Noting that the second exception that a Court may issue “orders made against non-parties to aid in the fact finding necessary to the administration of justice” (such as the Norwich line of cases), the Court rejected Google’s position “that the Court only has authority to make an order against a non-party in relation to contempt or to further fact finding necessary to effect justice”, instead noting that the Court has “inherent jurisdiction to maintain the rule of law and to control its own process” and that “the power to grant injunctions is a broad one”. The Court went on to examine how Mareva style injunctions were first granted in Canada and the extra-territorial nature of such orders.

As a result, Madam Justice Fenlon found “that the Court has authority to grant an injunction against a non-party resident in a foreign jurisdiction in appropriate circumstances”. Having found subject matter competence the Court considered Google’s arguments for not making the order including:

  • Google provides “an important and valuable tool for navigating hundreds of trillions of webpages on the internet. Google argues it cannot, as a practical matter, monitor content or arbitrate disputes over content because of the enormous volume of content; because it cannot determine whether information is inaccurate or lawful; and because content on websites is constantly changing so even if Google could form judgments about the content of sites on its index at any given moment, those judgments would be obsolete moments later”;
  • Concern over unfairness of “de-indexing entire websites without regard to content of the specific URLs would constitute undue censorship”;
  • Concern that the worldwide nature of the order may force Google to do something that might violate a law elsewhere; and
  • Concern that the order sought is too broad and “no court should make an order that has a reach that extends around the world”.
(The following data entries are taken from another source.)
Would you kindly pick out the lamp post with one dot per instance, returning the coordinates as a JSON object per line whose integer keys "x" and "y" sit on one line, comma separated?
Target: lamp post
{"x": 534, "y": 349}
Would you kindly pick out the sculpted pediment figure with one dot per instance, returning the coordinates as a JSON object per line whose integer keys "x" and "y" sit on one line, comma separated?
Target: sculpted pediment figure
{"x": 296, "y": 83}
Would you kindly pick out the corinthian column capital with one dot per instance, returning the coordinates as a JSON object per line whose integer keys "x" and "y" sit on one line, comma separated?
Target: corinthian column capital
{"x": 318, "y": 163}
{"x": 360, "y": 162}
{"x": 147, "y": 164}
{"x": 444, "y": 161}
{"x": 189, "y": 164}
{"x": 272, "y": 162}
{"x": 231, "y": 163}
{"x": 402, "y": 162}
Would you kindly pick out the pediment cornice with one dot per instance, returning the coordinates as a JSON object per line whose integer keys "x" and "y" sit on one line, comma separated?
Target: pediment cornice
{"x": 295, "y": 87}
The Court considered and addressed each of these arguments applying the test of a strong prima facie case (or a good arguable case) to cross the threshold and then to balance the parties interests seeking to reach a just and convenient result. The Court also considered the Norwich factors adding a factor – the degree to which the interests of those other than the applicant and the non-party could be affected by the order.

In conclusion, the Court granted a 14 day interim injunction under which “Google Inc. is to cease indexing or referencing in search results on its internet search engines the websites” of the defendants.

While discussed, it is not clear if the final form of the order would include the so-called Baltic proviso that would excuse Google from compliance with the order if doing so would breach local laws. As well there was no mention of whether the final form of the order would require the plaintiff to indemnify Google for costs it may be exposed to as a result of the order (one of the Norwich factors).

And so it begins. As noted the decision has been appealed. There are other interests to be considered. This appears to be the first time a Court has ordered the blocking of entire websites, not just individual posts.

As well if a BC court has this right then why not another Canadian or foreign court also who may see the need for content controls for other purposes. The issue of limits on “free speech” is properly difficult and should continue to be so. The appeal of the decision may well enlighten the debate on whether any court should have such a sweeping power, the safeguards on how it should be exercised and the burden placed on the innocent third parties. In that debate one might recall the decision of the US Supreme Court in Reno v. American Civil Liberties Union 117 S. Ct. 2329, 1997 (U.S. S.C.) in looking at content controls under a legislative scheme:

As a matter of constitutional tradition, in the absence of evidence to the contrary, we presume that governmental regulation of the content of speech is more likely to interfere with the free exchange of ideas than to encourage it. The interest in encouraging freedom of expression in a democratic society outweighs any theoretical but unproven benefit of censorship.